During a recent coffee talk in our Boulder, Colorado office, a new Operations team member asked whether I had any regrets over the 30-plus years since I founded Nat Hab. “Besides wearing socks with sandals,” another chided. I’m guilty of that affront, but I had to think hard about the serious side of my colleague’s question.
Nat Hab’s work has proven infinitely rewarding, both personally and for the planet. We were the world’s first carbon-neutral travel company. With our focus on wildlife tourism, what could be a greater honor than being selected as World Wildlife Fund’s conservation travel partner? And we’ve seen the fruits of our expeditions play out in incredible grassroots sustainability efforts in so many of the wild places that we visit.
So, what do I regret? I didn’t have an answer in the moment.
A couple days later, however, the world’s last male northern white rhino died, and I immediately had my reply.
Extinction is scary. And my first thought was, “Wow…I might have missed an opportunity to help change this nightmare.”
About 20 years ago, Colin Bell, one of our South Africa partners, suggested we work together to create a specialized safari into the Central African Republic and Democratic Republic of Congo, where a couple dozen endangered northern white rhinos still lived in the wild. The white rhinos were facing a dire situation in two politically tumultuous countries.
Throughout our history, Nat Hab has run all sorts of unusual wildlife trips. At the time the northern white rhino proposition emerged, our offerings included a wild cat workshop in Botswana and puffin trips to the Fair Isle Bird Observatory in northern Scotland’s Shetland Islands. It was cool stuff, and this rhino adventure sounded cool, too.

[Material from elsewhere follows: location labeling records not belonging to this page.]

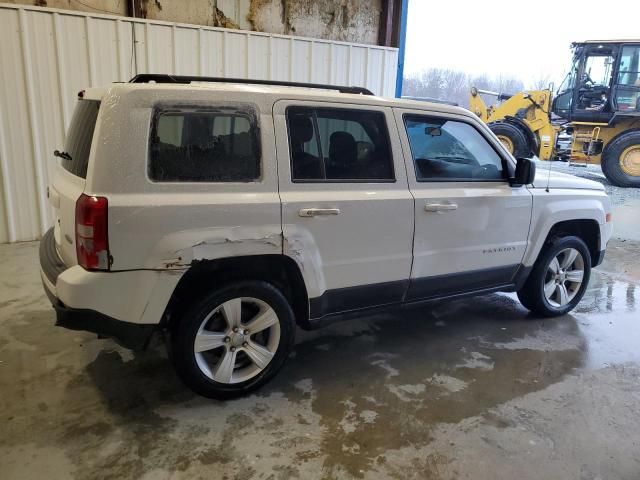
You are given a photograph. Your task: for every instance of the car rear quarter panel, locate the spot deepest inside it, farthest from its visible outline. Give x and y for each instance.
(166, 226)
(559, 205)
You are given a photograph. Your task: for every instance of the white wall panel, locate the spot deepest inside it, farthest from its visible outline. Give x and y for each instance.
(47, 56)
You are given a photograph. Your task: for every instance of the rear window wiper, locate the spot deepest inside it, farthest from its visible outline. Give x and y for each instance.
(63, 155)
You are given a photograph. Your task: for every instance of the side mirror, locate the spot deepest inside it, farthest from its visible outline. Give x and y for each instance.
(525, 172)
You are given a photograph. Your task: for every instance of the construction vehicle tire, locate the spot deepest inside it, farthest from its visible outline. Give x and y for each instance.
(512, 138)
(621, 160)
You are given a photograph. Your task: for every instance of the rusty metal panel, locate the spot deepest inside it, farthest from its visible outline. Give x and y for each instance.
(47, 56)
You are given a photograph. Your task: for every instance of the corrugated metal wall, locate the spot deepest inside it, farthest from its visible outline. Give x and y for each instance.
(47, 56)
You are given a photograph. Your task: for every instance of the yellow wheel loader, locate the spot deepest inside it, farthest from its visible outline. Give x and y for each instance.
(597, 104)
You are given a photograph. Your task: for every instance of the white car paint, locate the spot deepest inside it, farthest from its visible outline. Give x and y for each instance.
(156, 230)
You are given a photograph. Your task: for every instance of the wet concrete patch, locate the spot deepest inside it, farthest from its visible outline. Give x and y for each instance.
(455, 390)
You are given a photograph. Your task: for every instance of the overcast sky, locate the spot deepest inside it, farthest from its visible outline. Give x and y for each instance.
(526, 39)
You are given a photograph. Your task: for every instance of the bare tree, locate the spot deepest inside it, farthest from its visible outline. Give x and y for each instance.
(455, 85)
(541, 82)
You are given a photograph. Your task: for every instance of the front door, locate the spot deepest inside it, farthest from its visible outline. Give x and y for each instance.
(471, 225)
(347, 212)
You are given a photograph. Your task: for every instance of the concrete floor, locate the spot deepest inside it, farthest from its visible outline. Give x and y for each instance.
(475, 388)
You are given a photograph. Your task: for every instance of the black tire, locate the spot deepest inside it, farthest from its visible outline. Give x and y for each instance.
(611, 159)
(521, 147)
(183, 336)
(532, 296)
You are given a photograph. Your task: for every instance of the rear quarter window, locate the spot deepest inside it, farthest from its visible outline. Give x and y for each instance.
(79, 137)
(204, 145)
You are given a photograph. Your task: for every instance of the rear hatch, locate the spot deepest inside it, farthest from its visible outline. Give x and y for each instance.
(70, 177)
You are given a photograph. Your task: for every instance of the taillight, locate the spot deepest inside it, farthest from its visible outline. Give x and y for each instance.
(92, 240)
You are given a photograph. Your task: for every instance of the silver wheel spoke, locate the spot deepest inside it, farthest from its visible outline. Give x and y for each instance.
(223, 346)
(549, 288)
(206, 340)
(224, 369)
(258, 354)
(575, 276)
(262, 321)
(569, 257)
(554, 266)
(232, 312)
(563, 295)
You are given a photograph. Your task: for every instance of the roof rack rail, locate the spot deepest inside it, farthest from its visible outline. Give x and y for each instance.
(165, 78)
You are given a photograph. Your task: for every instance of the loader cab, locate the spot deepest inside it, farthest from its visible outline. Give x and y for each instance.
(604, 82)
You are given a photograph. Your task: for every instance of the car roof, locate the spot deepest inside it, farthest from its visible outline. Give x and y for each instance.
(277, 92)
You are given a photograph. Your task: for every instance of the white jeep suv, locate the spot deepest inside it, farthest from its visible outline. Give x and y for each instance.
(226, 212)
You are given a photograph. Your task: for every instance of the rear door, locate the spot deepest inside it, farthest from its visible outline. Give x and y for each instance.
(70, 177)
(471, 225)
(347, 212)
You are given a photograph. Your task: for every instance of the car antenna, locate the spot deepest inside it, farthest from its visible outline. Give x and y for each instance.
(551, 86)
(548, 176)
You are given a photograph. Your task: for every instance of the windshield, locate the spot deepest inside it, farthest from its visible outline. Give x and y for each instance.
(568, 81)
(79, 137)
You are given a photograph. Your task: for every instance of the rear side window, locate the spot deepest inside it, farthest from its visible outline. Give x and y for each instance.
(204, 146)
(448, 150)
(79, 136)
(331, 144)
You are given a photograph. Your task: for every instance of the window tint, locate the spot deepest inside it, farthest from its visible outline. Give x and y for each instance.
(450, 150)
(204, 146)
(79, 137)
(338, 145)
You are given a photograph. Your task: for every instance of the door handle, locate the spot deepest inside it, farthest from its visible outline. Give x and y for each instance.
(440, 207)
(314, 212)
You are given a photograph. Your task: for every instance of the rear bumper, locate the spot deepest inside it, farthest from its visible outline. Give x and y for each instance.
(134, 336)
(131, 335)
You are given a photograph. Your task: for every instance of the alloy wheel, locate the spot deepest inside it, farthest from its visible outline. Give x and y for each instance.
(237, 340)
(564, 277)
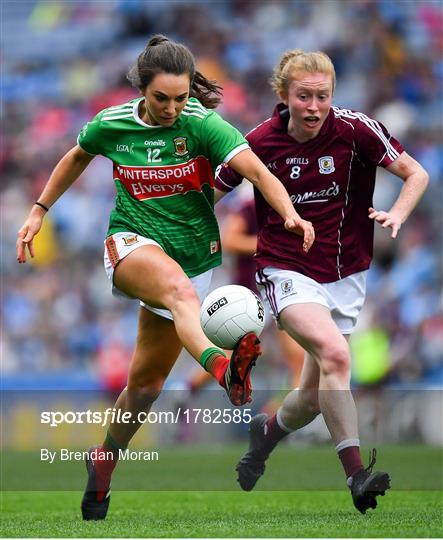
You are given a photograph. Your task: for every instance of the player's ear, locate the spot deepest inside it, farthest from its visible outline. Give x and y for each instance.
(283, 97)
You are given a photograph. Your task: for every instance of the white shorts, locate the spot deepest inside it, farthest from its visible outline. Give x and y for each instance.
(119, 245)
(344, 298)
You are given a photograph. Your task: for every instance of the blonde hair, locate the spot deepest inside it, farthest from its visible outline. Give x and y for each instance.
(297, 60)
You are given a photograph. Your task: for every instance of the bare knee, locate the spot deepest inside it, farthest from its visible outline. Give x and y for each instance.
(305, 401)
(181, 291)
(142, 392)
(336, 360)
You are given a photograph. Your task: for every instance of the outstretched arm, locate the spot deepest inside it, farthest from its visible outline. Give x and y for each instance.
(415, 181)
(248, 164)
(66, 172)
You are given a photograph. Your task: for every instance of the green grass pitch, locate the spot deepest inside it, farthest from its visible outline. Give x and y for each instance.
(413, 508)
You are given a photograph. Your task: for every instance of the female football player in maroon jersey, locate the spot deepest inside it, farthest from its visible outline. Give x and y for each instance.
(163, 237)
(326, 157)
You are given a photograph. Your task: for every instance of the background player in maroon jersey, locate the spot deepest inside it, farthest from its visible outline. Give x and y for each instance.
(326, 157)
(166, 77)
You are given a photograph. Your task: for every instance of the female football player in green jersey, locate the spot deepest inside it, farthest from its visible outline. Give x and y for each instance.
(163, 239)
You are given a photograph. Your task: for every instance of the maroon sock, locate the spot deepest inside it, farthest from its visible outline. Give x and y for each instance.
(351, 460)
(273, 433)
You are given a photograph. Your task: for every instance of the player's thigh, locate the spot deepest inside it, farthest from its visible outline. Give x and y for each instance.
(312, 326)
(157, 349)
(150, 275)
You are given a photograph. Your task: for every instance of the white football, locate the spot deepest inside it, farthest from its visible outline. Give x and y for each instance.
(230, 312)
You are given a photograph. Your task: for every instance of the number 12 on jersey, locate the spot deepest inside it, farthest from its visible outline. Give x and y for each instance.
(153, 155)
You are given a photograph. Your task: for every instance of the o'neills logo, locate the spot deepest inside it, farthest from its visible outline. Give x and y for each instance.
(150, 182)
(181, 147)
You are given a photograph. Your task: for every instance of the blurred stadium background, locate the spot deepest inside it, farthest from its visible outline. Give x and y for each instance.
(63, 61)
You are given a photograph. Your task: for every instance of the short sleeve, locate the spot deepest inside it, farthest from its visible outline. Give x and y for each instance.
(90, 138)
(374, 143)
(226, 179)
(221, 140)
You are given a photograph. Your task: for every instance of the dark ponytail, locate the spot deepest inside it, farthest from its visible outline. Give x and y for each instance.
(164, 56)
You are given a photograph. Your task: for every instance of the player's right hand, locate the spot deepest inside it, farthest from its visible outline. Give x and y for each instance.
(25, 235)
(303, 228)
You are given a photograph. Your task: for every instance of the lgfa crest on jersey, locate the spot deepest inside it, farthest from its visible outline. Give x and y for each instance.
(181, 147)
(326, 165)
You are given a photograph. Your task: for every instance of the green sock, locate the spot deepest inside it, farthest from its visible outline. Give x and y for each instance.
(209, 353)
(112, 445)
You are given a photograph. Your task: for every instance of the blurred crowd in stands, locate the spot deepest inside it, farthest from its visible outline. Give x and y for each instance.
(64, 61)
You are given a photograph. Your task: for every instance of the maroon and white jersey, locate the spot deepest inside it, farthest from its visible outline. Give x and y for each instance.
(330, 180)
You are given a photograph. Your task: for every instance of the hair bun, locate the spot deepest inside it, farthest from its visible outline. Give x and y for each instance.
(157, 39)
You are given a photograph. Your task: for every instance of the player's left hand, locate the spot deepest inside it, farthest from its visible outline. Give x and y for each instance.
(386, 219)
(302, 227)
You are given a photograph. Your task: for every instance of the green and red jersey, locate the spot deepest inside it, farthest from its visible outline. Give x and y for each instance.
(165, 177)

I gave expeditions to the DRC and CAR considerable thought. But ultimately, we declined. We didn’t have the chutzpah to get into this less-explored, and potentially dangerous, area.
I wish I had decided otherwise.
I’m not claiming that if Nat Hab had agreed to operate northern white rhino tours in 1999 the species wouldn’t be on the precipice of extinction today. But I can say this is one missed opportunity to help raise up a species that I might regret.
I can’t take back our decision, but I can keep this lesson in mind as we move forward during the next 20 years. More is often better—and bringing a critical mass of expertly guided travelers to a critical conservation destination, like we do with endangered gorillas in Uganda and Rwanda or imperiled southern white rhinos in Botswana, has a well-documented positive impact on wildlife protection.
Still, sometimes we need to step out of our comfort zone and try something unconventional in the hope that even a small contribution might influence conservation and benefit a struggling species. We are doing that now in a few areas, and, looking back, I wish the northern white rhino habitat was one of them.
Some destinations may prove too dangerous, and we have to take every precaution we can. But, honestly, extinction is dangerous too.